A few thrusts and rolls and Miller is back at work in his limo making the rounds on his smartphone: the conscientious breadwinner, both wolf and husband. And he is about to close a deal. Once in bed with his wife (Susan Sarandon) Gere again slinks away in sheep's clothing, this time late for a rendezvous with the needy Julie, who yells and sobs while Robert pleads the "obligations" angle. Robert cozies up to her and they decide to just escape for a lost weekend. Once on the dark highway, a drowsy Robert drives over the rail and the car flips over. Smashola. He somehow escapes. The magic verve is not in the fact that Gere is a creep here, but that he is still creepy after all these years. He can be your best friend on the beach, all warmth and joie de vivre or your worst enemy with black on black eyes, the sin of night. And he does this all in a seductive serenade that takes mere seconds.
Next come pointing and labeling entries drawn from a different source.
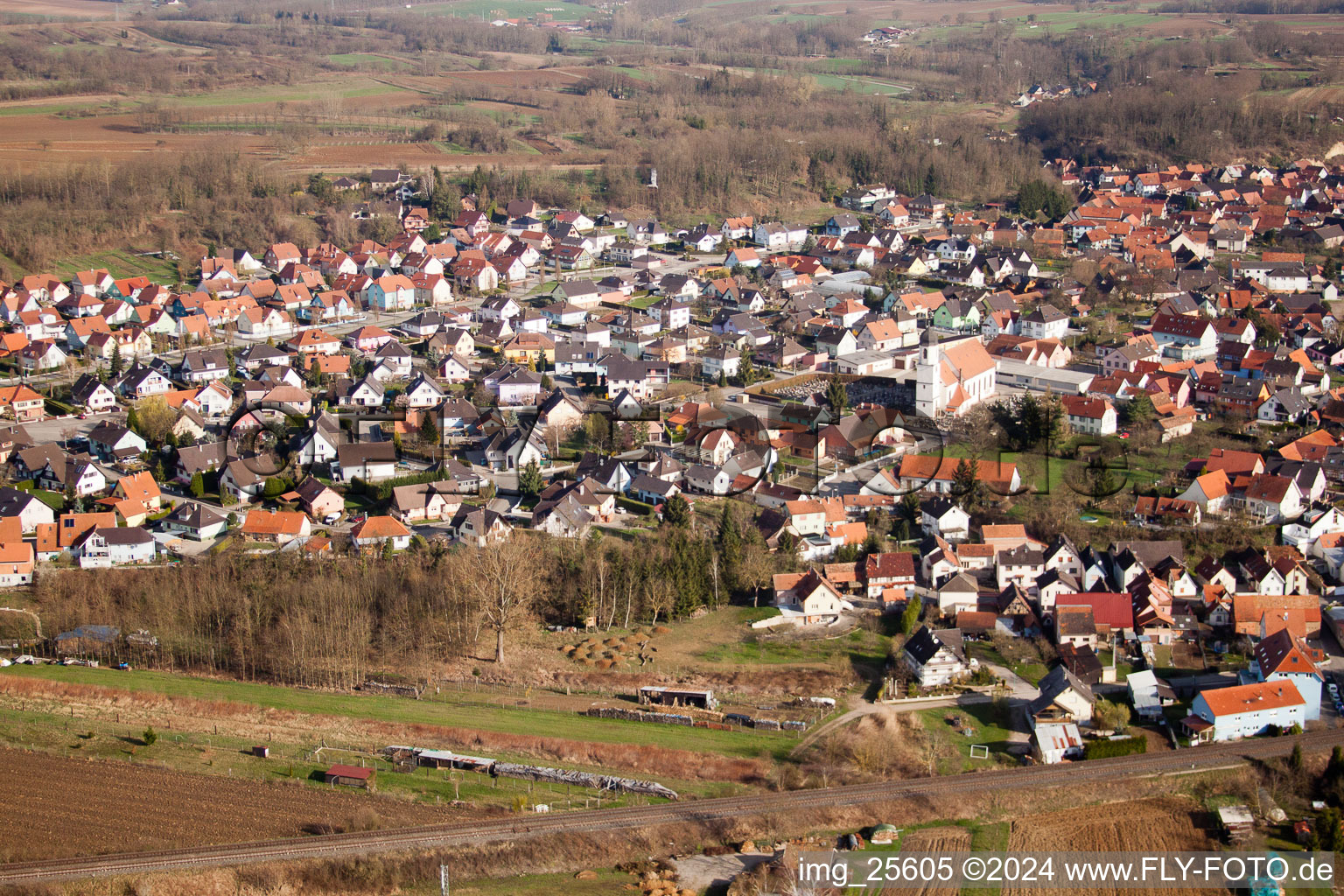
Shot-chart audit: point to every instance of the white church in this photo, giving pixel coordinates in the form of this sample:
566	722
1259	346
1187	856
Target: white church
952	379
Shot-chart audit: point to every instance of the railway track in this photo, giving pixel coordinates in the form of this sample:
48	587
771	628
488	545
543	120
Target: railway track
606	820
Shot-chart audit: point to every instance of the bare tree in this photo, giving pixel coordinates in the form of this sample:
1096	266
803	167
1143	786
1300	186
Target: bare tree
506	582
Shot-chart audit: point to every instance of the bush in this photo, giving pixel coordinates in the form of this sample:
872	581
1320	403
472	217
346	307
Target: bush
1109	748
634	507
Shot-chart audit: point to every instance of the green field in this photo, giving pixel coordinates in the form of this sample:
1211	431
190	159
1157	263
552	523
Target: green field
252	95
460	712
368	60
120	263
990	727
504	10
863	85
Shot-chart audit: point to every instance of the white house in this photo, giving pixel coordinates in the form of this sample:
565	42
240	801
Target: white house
937	657
105	547
1245	710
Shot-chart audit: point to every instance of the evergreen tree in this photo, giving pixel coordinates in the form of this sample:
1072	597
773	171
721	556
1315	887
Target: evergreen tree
676	512
529	480
965	482
729	539
910	618
836	396
429	430
1140	410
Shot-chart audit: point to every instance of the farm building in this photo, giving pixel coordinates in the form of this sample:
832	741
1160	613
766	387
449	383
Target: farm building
677	697
348	775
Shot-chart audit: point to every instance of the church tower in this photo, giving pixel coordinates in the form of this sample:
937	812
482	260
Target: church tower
928	381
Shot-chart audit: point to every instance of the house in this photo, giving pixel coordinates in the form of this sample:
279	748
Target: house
1088	416
18	560
379	531
952	379
113	546
67	474
479	527
1285	657
278	527
1148	693
92	394
22	404
113	442
937	657
197	522
1054	742
944	517
885	571
1046	321
318	500
1245	710
1063	697
425	501
368	461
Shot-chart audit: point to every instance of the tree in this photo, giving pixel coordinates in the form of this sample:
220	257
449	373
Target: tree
1140	411
529	480
506	582
676	512
910	618
836	396
965	482
429	430
1038	196
153	418
1109	715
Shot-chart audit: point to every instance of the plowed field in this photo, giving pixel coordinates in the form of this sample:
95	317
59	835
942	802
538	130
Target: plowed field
54	808
941	841
1144	825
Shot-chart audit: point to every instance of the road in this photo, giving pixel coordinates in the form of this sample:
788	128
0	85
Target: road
480	832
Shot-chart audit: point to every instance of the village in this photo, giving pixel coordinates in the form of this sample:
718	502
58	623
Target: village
541	373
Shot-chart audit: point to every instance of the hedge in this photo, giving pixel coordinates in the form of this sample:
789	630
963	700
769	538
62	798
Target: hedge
1109	748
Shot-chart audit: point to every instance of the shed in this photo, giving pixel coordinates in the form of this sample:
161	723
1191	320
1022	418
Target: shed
348	775
677	697
1236	821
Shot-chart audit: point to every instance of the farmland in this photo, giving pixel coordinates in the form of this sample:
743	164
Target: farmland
120	806
480	713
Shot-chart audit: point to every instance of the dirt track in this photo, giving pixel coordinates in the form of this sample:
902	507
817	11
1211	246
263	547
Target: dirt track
52	806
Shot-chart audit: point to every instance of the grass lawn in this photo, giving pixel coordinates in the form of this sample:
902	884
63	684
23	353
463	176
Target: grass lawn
860	647
120	263
990	724
1026	662
368	60
217	752
460	712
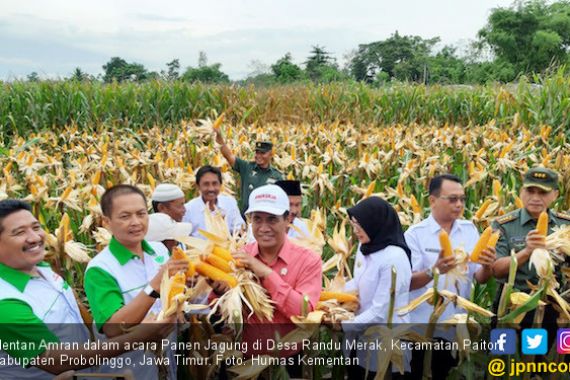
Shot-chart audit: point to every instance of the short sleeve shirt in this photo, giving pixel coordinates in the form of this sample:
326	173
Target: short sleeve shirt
514	227
252	177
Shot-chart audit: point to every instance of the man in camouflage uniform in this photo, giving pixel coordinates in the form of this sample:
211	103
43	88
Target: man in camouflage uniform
518	233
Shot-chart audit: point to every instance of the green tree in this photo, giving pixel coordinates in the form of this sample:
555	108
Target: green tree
120	70
529	35
205	73
79	75
400	57
285	71
173	70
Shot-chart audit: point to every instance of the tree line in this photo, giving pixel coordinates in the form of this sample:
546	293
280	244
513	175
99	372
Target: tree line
526	38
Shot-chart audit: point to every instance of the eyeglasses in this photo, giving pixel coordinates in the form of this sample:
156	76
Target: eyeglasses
454	198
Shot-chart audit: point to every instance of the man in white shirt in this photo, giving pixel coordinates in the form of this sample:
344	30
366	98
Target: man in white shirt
447	201
209	182
169	199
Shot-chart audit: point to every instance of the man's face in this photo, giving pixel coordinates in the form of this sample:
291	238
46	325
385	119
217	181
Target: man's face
449	205
537	200
209	187
269	230
263	159
21	241
295	203
175	209
129	219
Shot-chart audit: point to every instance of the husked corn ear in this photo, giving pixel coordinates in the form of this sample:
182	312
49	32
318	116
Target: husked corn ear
215	274
494	239
481	244
219	263
445	243
339	296
178	285
223	253
542	224
479	214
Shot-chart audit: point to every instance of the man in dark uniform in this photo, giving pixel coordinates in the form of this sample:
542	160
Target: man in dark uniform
518	228
253	174
518	233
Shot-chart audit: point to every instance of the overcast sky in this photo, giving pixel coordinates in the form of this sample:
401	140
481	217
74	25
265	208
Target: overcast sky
52	37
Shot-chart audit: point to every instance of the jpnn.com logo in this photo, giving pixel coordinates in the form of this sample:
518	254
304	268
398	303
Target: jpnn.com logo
503	342
534	342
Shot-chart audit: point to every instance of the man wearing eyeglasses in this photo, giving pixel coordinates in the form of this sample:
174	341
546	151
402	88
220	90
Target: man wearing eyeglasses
447	202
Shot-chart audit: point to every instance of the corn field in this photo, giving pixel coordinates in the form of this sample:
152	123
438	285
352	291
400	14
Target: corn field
65	142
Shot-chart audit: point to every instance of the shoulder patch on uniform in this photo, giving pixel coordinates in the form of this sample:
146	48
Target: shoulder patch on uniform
562	215
506	218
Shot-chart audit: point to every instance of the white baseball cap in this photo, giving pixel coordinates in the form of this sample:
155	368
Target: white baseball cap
166	192
270	199
162	227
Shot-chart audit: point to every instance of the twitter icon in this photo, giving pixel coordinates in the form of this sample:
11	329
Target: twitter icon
534	342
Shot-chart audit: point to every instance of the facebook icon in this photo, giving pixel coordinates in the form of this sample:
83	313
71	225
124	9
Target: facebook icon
503	342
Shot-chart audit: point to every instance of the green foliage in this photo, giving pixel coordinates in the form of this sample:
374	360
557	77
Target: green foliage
529	35
117	69
285	71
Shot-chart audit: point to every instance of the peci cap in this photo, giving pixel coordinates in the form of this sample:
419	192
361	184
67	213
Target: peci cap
166	192
290	187
263	146
163	227
543	178
270	199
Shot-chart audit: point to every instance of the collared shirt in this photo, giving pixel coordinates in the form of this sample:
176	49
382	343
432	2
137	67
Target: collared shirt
226	204
113	278
36	310
514	227
423	241
372	280
296	272
252	177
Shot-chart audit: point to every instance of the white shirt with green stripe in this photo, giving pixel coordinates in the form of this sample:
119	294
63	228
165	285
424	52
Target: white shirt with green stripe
114	278
35	311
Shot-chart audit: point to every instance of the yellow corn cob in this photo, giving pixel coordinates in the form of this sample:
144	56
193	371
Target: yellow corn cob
219	263
494	239
481	244
215	274
222	253
542	224
219	121
445	243
178	285
479	214
339	296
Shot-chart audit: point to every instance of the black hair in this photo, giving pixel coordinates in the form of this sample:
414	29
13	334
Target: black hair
114	192
208	169
10	206
436	182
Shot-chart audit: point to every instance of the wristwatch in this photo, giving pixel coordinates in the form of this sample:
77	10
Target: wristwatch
149	291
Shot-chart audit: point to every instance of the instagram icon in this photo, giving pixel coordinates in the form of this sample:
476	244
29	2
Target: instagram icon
563	341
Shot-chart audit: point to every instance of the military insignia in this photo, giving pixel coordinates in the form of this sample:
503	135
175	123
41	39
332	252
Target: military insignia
506	218
562	215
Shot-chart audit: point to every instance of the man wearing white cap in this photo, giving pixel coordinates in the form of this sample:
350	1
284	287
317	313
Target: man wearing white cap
288	272
169	199
161	227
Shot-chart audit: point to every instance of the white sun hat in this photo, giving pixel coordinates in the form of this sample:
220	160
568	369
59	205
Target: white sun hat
162	227
270	199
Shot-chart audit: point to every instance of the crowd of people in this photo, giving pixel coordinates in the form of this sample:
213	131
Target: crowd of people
123	282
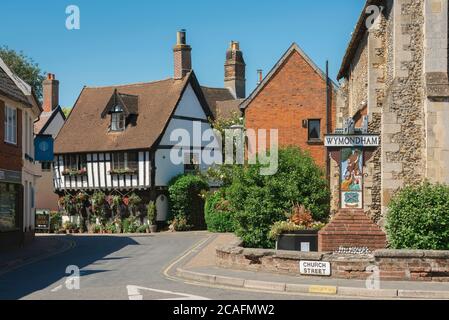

Miller goes deeper and deeper into pathos and pain and the film is rich in its symbolism. Not only is Miller bleeding internally from the outrageous accident (no doctor required) and from his rat-like financial tactics but he dives lower and lower into the freight-elevator walls of a shuttered New York City to clean his dirty work. And he often leaves it in plain sight for others to see.
They see nothing wrong.
Gere knows just the right temper to give his man. He is pitch perfect if you can forgive one over-acted shouting match with Miller's daughter, (played by the eerie, Indie space-queen Brit Marling).
Tim Roth also does well here as the detective possessing a quality of being just as selfish as Miller. He is always there: a human clothes -hanger. With his leering eyes and slumping gait, he is claustrophobic and annoying, where Robert Miller is a maestro of earnestness and charm. At one point when Miller's eyes go as dark as ink on a cancelled check, we are led to believe that Miller might go the route of a Macbeth or a King Lear as the twisted spleens of ambition catch up to Robert the Silver, his stomach now deflated.
But Zounds! This is, we see at last, a circle of vipers with Robert Miller, financier, philanthropist and family man in the center of it all, a Sunshine Sociopath.